Faisant valoir que le véhicule était tombé en panne et avait dû être remorqué le 16 mai 2023 au garage AD [J] [C], Mme [O] a, par lettre recommandée avec accusé de réception du 14 juin 2023, sollicité de M. [Q] la prise en charge des réparations ou l’annulation de la vente.
Elle a, parallèlement, contacté son assureur qui a fait réaliser une expertise amiable le 6 septembre 2023 sans la présence du vendeur.

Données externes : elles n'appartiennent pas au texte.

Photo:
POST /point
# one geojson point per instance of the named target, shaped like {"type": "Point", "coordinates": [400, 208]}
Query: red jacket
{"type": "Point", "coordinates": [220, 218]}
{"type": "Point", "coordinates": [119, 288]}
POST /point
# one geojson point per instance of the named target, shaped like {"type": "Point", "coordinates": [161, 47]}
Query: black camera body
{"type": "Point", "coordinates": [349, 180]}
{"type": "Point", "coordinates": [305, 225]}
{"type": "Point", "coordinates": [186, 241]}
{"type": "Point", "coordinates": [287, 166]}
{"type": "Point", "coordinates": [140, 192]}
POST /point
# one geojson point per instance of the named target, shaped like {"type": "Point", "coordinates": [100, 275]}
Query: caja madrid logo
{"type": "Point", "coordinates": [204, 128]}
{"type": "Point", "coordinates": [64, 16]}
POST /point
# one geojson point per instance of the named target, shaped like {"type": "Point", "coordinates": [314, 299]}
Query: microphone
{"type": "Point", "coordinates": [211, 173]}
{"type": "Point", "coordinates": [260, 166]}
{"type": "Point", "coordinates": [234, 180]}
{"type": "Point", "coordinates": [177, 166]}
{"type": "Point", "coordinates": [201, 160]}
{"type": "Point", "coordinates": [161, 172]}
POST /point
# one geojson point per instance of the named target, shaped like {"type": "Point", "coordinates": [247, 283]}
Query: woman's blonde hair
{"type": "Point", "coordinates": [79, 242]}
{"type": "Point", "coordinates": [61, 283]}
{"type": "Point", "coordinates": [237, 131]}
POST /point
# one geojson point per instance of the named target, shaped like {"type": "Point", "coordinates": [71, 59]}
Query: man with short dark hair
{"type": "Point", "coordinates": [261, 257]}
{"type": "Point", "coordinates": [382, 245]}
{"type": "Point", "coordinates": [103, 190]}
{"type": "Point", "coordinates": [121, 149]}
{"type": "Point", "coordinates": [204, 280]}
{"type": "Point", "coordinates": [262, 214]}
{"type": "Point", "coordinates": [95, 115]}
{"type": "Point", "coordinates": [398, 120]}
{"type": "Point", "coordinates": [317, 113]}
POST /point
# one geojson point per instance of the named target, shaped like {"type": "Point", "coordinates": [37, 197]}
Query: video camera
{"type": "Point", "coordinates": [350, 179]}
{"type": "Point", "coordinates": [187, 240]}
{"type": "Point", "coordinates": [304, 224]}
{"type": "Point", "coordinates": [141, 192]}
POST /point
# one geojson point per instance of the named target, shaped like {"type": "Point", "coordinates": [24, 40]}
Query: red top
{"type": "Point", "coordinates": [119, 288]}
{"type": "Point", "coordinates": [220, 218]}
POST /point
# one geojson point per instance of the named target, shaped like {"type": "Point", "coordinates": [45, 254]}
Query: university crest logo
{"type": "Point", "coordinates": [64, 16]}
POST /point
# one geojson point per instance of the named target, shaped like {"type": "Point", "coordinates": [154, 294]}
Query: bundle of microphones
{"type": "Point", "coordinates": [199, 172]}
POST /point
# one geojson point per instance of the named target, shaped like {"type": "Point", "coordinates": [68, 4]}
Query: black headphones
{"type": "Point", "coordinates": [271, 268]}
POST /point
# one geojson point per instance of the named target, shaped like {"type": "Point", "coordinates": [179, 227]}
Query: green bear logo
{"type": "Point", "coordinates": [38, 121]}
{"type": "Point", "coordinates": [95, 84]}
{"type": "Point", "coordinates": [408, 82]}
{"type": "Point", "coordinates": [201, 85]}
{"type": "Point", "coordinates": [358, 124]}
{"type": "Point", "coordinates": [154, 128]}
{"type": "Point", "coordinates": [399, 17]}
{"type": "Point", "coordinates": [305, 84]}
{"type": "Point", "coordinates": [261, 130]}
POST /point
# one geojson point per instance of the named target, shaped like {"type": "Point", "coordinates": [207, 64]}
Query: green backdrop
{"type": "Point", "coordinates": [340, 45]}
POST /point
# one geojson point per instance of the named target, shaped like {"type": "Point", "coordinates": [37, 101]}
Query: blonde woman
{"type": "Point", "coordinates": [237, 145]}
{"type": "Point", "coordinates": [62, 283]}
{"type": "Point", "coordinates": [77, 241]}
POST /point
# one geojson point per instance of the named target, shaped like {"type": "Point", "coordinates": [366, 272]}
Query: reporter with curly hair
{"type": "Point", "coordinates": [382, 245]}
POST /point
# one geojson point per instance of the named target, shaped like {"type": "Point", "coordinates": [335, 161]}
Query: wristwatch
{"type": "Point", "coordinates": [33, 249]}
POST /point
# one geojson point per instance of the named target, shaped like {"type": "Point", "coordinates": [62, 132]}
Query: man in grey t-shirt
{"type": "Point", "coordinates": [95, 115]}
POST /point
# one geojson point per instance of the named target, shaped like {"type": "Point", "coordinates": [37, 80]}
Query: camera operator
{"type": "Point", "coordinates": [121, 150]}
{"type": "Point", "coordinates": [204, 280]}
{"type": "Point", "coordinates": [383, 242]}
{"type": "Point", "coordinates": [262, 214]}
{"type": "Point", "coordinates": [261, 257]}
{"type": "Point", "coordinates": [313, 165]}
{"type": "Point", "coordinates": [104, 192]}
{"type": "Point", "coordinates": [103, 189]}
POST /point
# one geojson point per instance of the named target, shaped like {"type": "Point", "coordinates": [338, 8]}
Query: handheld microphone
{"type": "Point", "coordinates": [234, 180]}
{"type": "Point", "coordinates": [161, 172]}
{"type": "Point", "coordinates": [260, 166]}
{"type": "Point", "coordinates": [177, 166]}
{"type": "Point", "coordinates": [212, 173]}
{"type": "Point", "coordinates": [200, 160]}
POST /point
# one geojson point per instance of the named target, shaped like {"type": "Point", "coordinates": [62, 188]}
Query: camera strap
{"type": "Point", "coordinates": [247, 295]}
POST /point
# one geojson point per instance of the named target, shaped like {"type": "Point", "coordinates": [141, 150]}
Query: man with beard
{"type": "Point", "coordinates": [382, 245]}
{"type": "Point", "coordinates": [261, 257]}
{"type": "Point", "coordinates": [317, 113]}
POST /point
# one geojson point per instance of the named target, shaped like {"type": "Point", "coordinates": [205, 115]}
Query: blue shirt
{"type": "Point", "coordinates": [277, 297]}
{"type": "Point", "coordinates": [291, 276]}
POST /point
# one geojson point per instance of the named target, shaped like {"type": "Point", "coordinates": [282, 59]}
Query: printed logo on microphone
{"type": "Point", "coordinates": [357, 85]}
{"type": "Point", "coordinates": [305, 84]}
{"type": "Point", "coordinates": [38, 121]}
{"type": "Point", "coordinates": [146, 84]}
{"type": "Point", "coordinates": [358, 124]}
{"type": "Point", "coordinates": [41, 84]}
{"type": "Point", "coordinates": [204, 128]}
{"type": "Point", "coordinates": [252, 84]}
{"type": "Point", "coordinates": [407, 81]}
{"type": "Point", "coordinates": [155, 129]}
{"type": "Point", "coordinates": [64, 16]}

Par exploit du 19 février 2024, Mme [O] a fait assigner M. [Q] aux fins d’annulation de la vente du véhicule sur le fondement des articles 1641 et suivants du code civil et réparation de ses préjudices.
Par jugement réputé contradictoire du 3 mars 2025, M. [Q] n’ayant pas comparu, le tribunal judiciaire de Charleville-Mézières a :
— prononcé la résolution du contrat de vente du 1er mai 2023, pour vices cachés du véhicule de marque Renault, modèle Mégane immatriculé [Immatriculation 1],
En conséquence,
— condamné M. [Q] à payer à Mme [O] la somme de 4 500 euros en restitution du prix de vente avec intérêts au taux légal à compter du 1er mai 2023,
— ordonné à M. [Q] de venir reprendre possession du véhicule au domicile de Mme [O], à ses frais,
— condamné M. [Q] à payer à Mme [O] la somme de 418,09 euros correspondant aux frais directement occasionnés par la vente,
— débouté Mme [O] du surplus de ses demandes,
— condamné M. [Q] à payer à Mme [O] la somme de 800 euros en application des dispositions de l’article 700 du code de procédure civile,
— condamné M. [Q] aux dépens.
M. [Q] a interjeté appel de cette décision par déclaration du 27 mai 2025.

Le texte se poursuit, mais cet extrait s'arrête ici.